Noch schnell das Exposé für das neue Projekt verfassen, bei den Kooperationspartnern um Zustimmung werben und dann dem Chef einen Lösungsvorschlag für die verzwickte Finanzierung des Vorhabens vorlegen – wer ein „Macher“ sein will, muss vor allem Eigeninitiative zeigen. „Das wird auch in Stellenanzeigen deutlich, denn 87 Prozent der Arbeitgeber fordern diese proaktive Kompetenz von ihren Bewerbern“, sagen Dr.
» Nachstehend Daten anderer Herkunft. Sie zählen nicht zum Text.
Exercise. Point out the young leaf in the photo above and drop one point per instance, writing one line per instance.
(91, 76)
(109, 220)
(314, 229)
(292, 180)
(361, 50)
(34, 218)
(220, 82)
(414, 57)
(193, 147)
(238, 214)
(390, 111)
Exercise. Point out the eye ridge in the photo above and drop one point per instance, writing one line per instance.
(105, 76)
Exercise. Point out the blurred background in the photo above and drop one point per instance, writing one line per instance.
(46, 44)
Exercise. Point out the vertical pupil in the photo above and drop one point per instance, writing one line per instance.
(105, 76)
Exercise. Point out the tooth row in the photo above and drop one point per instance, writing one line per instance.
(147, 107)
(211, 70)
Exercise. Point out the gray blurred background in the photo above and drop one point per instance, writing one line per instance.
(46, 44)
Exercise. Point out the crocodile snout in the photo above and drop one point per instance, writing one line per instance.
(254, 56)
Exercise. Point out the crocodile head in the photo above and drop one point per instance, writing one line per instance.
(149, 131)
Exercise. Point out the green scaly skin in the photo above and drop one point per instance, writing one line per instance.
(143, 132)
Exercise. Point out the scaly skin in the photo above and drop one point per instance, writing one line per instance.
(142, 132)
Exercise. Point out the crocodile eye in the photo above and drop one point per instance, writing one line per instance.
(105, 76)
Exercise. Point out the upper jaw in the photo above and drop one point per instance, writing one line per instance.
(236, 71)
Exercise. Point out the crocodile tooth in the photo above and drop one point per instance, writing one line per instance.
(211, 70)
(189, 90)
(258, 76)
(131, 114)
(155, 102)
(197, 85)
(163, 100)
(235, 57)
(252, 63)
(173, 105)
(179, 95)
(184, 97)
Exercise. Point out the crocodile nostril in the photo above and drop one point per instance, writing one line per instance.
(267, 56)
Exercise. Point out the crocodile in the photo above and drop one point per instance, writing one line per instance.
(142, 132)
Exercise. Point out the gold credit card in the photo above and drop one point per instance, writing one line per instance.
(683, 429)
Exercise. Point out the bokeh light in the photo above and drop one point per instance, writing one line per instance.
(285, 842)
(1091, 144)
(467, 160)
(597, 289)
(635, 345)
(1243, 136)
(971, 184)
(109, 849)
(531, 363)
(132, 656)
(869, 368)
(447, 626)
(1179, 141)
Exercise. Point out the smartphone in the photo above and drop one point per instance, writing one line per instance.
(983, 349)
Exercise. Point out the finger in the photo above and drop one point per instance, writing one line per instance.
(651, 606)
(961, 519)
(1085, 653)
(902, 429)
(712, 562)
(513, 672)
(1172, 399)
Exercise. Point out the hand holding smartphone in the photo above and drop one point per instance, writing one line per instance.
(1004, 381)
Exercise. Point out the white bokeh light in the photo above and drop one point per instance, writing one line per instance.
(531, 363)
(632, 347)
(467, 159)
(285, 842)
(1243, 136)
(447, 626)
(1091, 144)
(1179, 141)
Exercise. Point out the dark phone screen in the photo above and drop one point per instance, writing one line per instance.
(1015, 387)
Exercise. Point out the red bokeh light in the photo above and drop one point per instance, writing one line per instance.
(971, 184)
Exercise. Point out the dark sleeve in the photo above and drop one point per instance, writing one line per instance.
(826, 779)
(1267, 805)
Andreas Wihler und Prof. Gerhard Blickle vom Institut für Psychologie der Universität Bonn. Doch Eigeninitiative alleine nützt nichts – sie muss sich mit sozialem Geschick paaren, um zum Erfolg zu führen. Zu diesem Schluss kommen die beiden Bonner Forscher mit ihren Kollegen von der Florida State University (USA), die eine Befragung unter Arbeitnehmern, Kollegen und deren Vorgesetzten durchführten.
Während für Selbstständige und Unternehmer Eigeninitiative eine unbedingte Voraussetzung für die berufliche Karriere ist, stoßen Arbeitnehmer nicht immer auf Zustimmung des Chefs, wenn sie von sich aus das Heft des Handelns ergreifen. „Wer eigeninitiativ wird, sollte sich vorher versichern, dass die eigenen Aktivitäten auch wirklich erwünscht sind“, sagt Prof. Blickle. „Wer dies nicht tut, gilt häufig als Störenfried.“ Woher aber wissen Arbeitnehmer, ob ihr proaktives Verhalten willkommen ist? Und wie beeinflusst man, dass das eigene Handeln vom Vorgesetzten positiv aufgenommen wird?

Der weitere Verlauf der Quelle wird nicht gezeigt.